No one is traipsing around the country demanding Bibles be included on POW/MIA tables — at the American Legion or anywhere else. What some Americans are doing is fighting back against those who are traipsing around the country demanding Bibles be excluded from those tables.
The position Rodda is trying to defend — that Bibles should be removed and prohibited from POW/MIA tables — is one promoted only by her MRFF and its supporters.
Second, she says the Bible is not “a common symbol of faith.” Her flippant dismissal of the symbolic nature of the Bible also minimizes the very real impact of faith — and, yes, the Christian faith — on those POWs who returned with honor. No doubt, not every POW was a Christian, but the presence of a Bible doesn’t mean they were.
Importantly, the Bible is symbolic of the faith that helped them through — for every one of them.
Consider this statement from Capt Guy Gruters, a POW in Vietnam [emphasis added]:
The higher ranking officers often took the brunt of the beatings for their men. They encouraged subtle resistance and mandated that they take part in church services within their cells.
You think spiritual faith — even the Bible — might have meant something to them?
Note that neither of Rodda’s points support the MRFF position that the government is required to prohibit the display of Bibles on POW/MIA displays. The responsibility falls on Weinstein and Rodda to justify why a Bible doesn’t “belong on a POW remembrance table.” They fail to do so.
There’s one final and important note: Chris Rodda, Mikey Weinstein, and their MRFF are, of their own initiative and bigotry, proactively attacking these memorials — memorials intended to honor our POWs and MIAs. Note that despite their hue and cry of the Bible being a “loathsome” presence on the table, they don’t appear to have the support of a single POW. All of their clients are current service members or offended bystanders — and the table isn’t for them.
This is not about you.
By contrast, there are many POWs who have supported what Chris Rodda and Mikey Weinstein have attacked: They have publicly stated that faith — even biblical faith — was a key factor to their ability to return with honor. (And to be fair, none has publicly promoted Islam, Buddhism, atheism, etc., as integral to the spiritual strength and resilience of the group of POWs.)

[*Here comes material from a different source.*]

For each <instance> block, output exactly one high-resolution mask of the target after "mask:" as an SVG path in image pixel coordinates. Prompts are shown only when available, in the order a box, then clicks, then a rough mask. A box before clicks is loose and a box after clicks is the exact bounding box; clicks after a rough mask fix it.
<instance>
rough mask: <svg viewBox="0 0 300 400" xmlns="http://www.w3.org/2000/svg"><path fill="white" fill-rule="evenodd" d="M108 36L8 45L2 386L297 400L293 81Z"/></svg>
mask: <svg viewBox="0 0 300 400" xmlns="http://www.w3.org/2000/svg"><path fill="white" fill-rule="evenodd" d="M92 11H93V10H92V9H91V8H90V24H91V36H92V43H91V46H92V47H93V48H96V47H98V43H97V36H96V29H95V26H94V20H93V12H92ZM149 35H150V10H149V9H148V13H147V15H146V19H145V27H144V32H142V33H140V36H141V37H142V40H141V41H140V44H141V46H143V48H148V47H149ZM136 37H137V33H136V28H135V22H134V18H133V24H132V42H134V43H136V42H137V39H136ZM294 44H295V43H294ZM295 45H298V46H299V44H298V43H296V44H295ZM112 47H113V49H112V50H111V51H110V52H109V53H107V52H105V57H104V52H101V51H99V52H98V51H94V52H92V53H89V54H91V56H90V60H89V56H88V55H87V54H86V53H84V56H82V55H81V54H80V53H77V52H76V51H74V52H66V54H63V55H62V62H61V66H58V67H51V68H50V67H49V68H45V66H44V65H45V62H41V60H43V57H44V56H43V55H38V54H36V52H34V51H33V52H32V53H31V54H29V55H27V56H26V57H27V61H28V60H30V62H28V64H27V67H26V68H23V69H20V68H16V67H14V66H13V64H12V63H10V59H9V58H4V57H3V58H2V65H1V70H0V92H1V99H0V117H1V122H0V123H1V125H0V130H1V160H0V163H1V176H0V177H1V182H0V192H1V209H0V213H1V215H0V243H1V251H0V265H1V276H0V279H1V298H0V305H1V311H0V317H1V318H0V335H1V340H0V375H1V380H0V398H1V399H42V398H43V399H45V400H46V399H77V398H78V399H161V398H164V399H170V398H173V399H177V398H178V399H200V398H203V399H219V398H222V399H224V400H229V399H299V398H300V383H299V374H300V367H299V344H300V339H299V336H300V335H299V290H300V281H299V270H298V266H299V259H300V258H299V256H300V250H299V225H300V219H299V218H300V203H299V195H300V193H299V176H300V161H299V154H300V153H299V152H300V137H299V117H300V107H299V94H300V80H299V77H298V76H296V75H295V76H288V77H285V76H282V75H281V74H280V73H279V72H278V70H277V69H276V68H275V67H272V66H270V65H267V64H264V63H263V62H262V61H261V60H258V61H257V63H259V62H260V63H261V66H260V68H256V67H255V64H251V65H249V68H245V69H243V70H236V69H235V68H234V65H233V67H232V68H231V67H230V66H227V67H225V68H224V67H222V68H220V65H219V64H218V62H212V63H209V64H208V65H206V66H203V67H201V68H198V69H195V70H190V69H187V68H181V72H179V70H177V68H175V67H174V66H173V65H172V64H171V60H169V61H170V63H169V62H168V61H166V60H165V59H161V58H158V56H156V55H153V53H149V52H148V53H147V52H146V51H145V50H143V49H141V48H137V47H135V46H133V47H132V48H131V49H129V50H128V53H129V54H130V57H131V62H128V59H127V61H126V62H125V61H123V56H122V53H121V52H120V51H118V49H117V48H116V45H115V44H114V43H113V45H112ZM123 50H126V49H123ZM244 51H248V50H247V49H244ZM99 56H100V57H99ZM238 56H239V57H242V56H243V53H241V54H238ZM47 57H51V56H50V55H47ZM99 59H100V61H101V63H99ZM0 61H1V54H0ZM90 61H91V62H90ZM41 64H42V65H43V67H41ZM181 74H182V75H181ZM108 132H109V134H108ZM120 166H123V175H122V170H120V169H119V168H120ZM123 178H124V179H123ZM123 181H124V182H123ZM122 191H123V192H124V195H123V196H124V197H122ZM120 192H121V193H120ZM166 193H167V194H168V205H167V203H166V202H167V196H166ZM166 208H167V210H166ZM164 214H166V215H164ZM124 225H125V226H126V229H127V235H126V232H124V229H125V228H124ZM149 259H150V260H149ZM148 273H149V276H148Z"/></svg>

Those POW/MIAs should be honored and memorialized — as should the faith that helped them so. The memorial is for them, that they and their sacrifice should not be forgotten. The memorial is not for satiating the every whim and offense of entitled bystanders.
As to Weinstein and Rodda, they should be publicly shamed for their despicable and disrespectful attack on the memorials of those men and women — men and women who sacrificed much to protect Chris Rodda’s freedom to respond to their sacrifice with hate.